Retail investors from the US, UK, Middle East and Asia have joined the landmark $4.5bn institutional bondholder lawsuit against the Swiss government over its role in the forced takeover of Credit Suisse by UBS last month.

Quinn Emanuel, the law firm that filed a case against the Swiss regulator Finma last week, has partnered with five other specialist law firms around the world to sign on “thousands” of smaller retail investors to the litigation who were also burned by the takeover.

Finma shocked debt markets when it ordered that SFr16bn ($17.9bn) of subordinated Credit Suisse bonds be completely wiped out as a condition of UBS’s rescue of its rival in mid-March, even while preserving some value for shareholders in the bank.

The bonds, known as additional tier one (AT1) or contingent capital bonds, were designed to be sold to sophisticated institutional investors.

Swiss authorities have insisted that the instruments were wiped out in a manner exactly as anticipated in their design. The instruments, which became popular among banks after the 2008-09 financial crisis, contain contractual provisions that allow for a regulator to write down their value if an issuer’s balance sheet is under stress and certain triggers are hit.

The Swiss government initially stressed that the debt instruments had only been sold to big professional investors who knew what they were doing. But in recent weeks it has become increasingly clear that small retail investors were also big holders of the AT1 bonds.

“The unlawful action of Finma has had devastating consequences on thousands of retail and small investors globally,” said Dennis Hranitzky, head of Quinn Emanuel’s sovereign litigation practice.

“While the headlines to date have focused on larger institutional holders, it is important to recognise the impact this has had on the savings of many individual investors who have been unlawfully deprived of their property rights and deserve justice,” Hranitzky added.

Quinn Emanuel said it was working with Wollmuth Maher & Deutsch in the US, Keidan Harrison in the UK, Engelin Teh in Singapore, Global Advocacy and Legal Counsel across the Gulf states and Geissbühler Weber & Partners in Switzerland to represent small investors.

Finma said it declined to comment on the lawsuit. A spokesperson said the regulator had already made public a detailed justification for its actions.

A second deadline for investors to join Quinn Emanuel’s lawsuit in Switzerland — one of the single largest-ever bondholder actions against a sovereign authority — is fast approaching.

Quinn Emanuel has told investors that it has until next Wednesday to file a second suit on behalf of additional plaintiffs, based on a 30-working-day limit on appeals in Switzerland against regulatory decisions.

Many in the Swiss legal community regard any appeal against Finma as a long shot. But Quinn Emanuel says it has a chance to overturn the regulator’s ruling on constitutional grounds of the need for proportionality and due process.

Any successful case will depend heavily on a process of discovery in the coming months, however. The Swiss government has tightly protected disclosures around the frantic 72 hours of decision-making that preceded Credit Suisse’s takeover.

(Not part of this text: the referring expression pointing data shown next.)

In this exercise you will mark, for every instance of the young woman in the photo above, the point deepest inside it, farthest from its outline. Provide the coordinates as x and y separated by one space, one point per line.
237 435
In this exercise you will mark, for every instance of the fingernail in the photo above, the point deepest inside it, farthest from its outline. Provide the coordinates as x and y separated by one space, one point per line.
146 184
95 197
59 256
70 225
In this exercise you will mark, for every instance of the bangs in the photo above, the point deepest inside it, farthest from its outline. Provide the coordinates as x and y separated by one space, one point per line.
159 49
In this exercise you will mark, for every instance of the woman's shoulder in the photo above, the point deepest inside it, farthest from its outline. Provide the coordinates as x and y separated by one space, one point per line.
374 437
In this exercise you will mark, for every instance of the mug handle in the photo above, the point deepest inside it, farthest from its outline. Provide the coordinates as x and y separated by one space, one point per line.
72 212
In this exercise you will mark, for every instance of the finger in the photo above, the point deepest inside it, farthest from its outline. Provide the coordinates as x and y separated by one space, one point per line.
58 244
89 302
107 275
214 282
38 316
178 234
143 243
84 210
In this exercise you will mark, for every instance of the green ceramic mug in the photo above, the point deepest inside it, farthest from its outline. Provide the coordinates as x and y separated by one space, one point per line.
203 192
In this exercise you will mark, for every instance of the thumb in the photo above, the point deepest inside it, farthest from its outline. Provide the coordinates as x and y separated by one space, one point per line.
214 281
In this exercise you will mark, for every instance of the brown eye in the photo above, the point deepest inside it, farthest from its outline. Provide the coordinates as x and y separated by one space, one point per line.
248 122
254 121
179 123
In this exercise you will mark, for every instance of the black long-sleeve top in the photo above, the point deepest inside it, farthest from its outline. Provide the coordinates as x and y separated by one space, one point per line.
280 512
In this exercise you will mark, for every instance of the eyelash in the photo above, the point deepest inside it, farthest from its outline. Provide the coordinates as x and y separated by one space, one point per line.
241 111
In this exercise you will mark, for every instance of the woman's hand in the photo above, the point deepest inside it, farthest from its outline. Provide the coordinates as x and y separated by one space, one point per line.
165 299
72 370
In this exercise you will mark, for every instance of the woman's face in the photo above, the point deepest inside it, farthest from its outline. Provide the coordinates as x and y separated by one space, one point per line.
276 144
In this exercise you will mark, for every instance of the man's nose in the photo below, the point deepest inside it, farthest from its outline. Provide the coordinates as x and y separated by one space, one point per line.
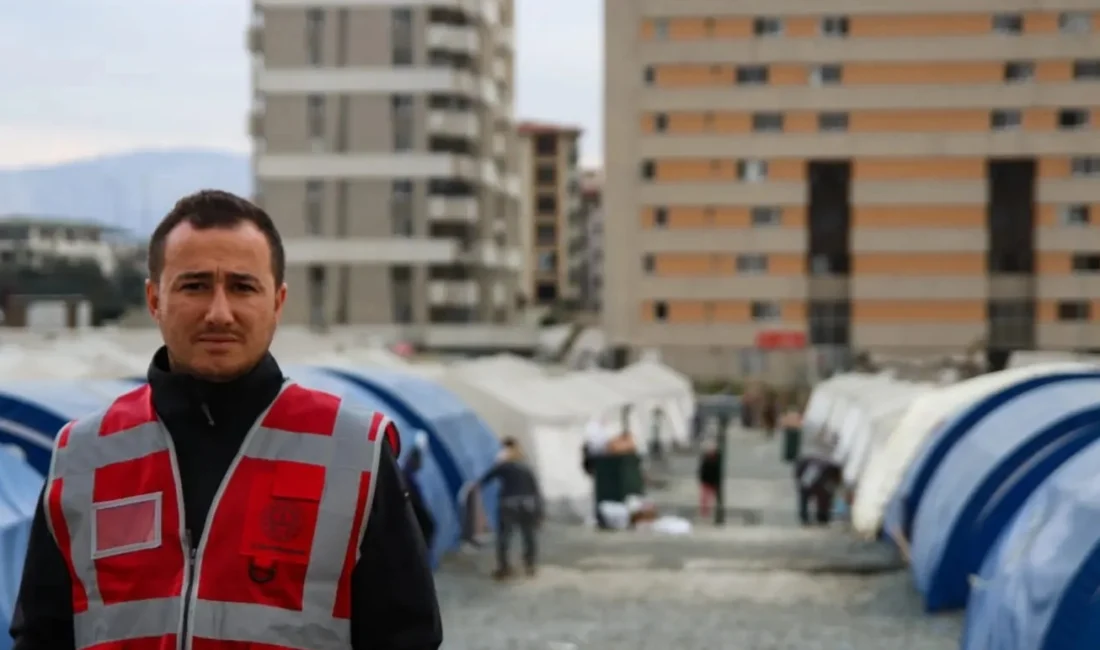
220 310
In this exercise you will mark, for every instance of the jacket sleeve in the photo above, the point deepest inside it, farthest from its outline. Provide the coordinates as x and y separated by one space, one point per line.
43 617
394 605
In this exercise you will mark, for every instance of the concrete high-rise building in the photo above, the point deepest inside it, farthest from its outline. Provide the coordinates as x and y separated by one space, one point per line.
911 178
551 199
384 152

At the least, Quinn Emanuel hopes to use the court in St Gallen where it has filed its complaint to force the government to reveal the nature of its decision-making, which might provide fertile material for further legal action.

A potential parliamentary commission, with wide-ranging powers of subpoena and the ability to override Swiss government rules on official secrets, may also provide ammunition for the litigants.

Swiss parliamentarians will vote on whether to establish the commission when they meet next month.